И это дает определенную форму свободы в отношении материала.
Ну конечно. Вот что такое, в конце концов, описание. И видишь это яснее. Ты — не ты, а фигура в пейзаже.
Во всем творчестве Бродского абстрактные концепции времени и пространства обретают почти осязаемую реальность, а фигура в пейзаже — центральный образ. Я спрашиваю: когда он пишет, у него возникает ощущение читателя или откликающегося эха? Думаю, что вопрос ему приятен, потому что я обратилась к идее, принадлежащей его поэтике. Он улыбается.
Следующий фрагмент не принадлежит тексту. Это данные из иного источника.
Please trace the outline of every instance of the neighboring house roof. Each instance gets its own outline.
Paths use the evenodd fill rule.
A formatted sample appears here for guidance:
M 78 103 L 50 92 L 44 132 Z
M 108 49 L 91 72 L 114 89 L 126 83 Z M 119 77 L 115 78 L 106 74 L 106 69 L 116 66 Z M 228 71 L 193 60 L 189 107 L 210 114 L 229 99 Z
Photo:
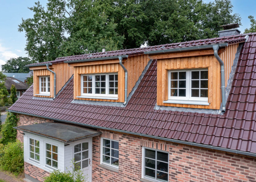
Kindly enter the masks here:
M 27 75 L 27 73 L 3 73 L 6 76 L 13 77 L 22 82 L 24 82 L 26 79 L 26 77 Z
M 12 85 L 14 85 L 17 90 L 26 90 L 29 86 L 20 80 L 13 77 L 7 77 L 5 78 L 5 83 L 4 85 L 7 90 L 11 89 Z
M 171 44 L 154 46 L 146 47 L 135 48 L 129 49 L 122 49 L 112 51 L 107 51 L 104 52 L 97 52 L 81 55 L 62 57 L 56 58 L 55 60 L 54 61 L 35 63 L 29 65 L 40 65 L 47 63 L 51 63 L 53 64 L 54 64 L 63 62 L 64 61 L 66 61 L 79 60 L 90 59 L 93 58 L 126 55 L 129 56 L 132 56 L 133 55 L 143 54 L 144 52 L 147 51 L 151 51 L 157 50 L 163 50 L 169 49 L 193 47 L 223 43 L 227 43 L 229 44 L 232 44 L 244 41 L 245 40 L 244 37 L 247 34 L 243 34 L 242 35 L 240 34 L 239 35 L 227 37 L 217 37 L 202 40 L 193 40 L 179 43 L 172 43 Z
M 31 76 L 33 76 L 33 71 L 30 71 L 29 72 L 29 73 L 28 73 L 26 75 L 26 76 L 25 77 L 25 78 L 26 78 L 26 79 L 27 79 L 28 78 L 31 78 Z
M 222 115 L 154 109 L 156 60 L 125 107 L 71 103 L 72 79 L 53 101 L 33 99 L 32 86 L 9 109 L 256 153 L 256 33 L 250 34 L 241 50 L 226 111 Z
Нет, это больше похоже на эхо. Знаете, как ответил на этот вопрос Стравинский? "Я пишу для себя и вероятного альтер-эго". Для вероятного альтер-эго вероятного альтер-эха. Альтер-эхо.
Мы даем комнате наполниться молчанием, как будто ждем, что альтер-эхо материализуется. Бродский добавляет:
Это как послать сигнал в эфир — если принимающая станция существует, она его поймает.
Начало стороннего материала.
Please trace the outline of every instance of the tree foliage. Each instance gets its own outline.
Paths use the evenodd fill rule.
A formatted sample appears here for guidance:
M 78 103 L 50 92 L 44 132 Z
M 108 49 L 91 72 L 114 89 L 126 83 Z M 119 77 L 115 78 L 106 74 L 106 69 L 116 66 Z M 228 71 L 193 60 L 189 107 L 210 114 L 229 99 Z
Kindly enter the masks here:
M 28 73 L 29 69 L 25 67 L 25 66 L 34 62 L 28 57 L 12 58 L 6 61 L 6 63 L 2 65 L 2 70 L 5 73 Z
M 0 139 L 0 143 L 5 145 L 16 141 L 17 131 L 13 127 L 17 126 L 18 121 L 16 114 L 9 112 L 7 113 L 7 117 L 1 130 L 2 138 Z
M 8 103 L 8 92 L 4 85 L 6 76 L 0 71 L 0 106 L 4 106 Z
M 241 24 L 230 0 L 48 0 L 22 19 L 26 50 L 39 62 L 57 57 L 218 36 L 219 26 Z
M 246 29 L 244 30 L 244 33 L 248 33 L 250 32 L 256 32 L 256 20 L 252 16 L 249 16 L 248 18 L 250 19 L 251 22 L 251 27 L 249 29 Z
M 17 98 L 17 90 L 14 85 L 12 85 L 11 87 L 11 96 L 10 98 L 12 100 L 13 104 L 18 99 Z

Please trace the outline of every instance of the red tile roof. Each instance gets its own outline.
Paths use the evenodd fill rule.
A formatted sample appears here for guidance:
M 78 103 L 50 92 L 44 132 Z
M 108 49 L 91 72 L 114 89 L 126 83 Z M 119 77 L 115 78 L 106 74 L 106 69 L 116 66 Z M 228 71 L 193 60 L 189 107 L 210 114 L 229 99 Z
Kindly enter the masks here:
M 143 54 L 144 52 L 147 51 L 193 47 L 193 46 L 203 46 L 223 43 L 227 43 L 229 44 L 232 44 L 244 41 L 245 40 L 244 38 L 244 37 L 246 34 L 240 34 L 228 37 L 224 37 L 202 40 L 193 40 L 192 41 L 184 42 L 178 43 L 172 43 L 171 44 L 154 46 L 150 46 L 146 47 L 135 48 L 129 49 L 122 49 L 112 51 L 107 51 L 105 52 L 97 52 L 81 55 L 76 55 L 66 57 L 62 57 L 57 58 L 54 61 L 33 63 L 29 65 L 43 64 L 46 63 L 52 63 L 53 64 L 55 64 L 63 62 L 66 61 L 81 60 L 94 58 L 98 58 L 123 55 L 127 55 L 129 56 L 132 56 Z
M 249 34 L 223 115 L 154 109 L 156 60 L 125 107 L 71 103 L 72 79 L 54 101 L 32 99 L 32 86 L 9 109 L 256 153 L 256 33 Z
Замечание Бродского побуждает меня спросить, когда он впервые почувствовал возможность свободы через язык. Ответ был неожиданным.
Я никогда не рассматривал язык как путь к свободе. Правда в том, что я никогда не чувствовал себя несвободным. Я всегда чувствовал себя вполне свободным. Я не воспринимал язык как выход из отсутствия у меня свободы. Я каким-то образом знал, что я злой, и знал, что я сильный. Знал, что я упрямый. Ну, я могу объяснить это так: я стремился развить в себе что-то, может быть, очень маленькое, но очень твердое, пропорционально огромному давлению извне.
(Мне на память внезапно приходит строчка из "Колыбельной трескового мыса": "Тело похоже на свернутую в рулон трехверстку, и на севере поднимают бровь".)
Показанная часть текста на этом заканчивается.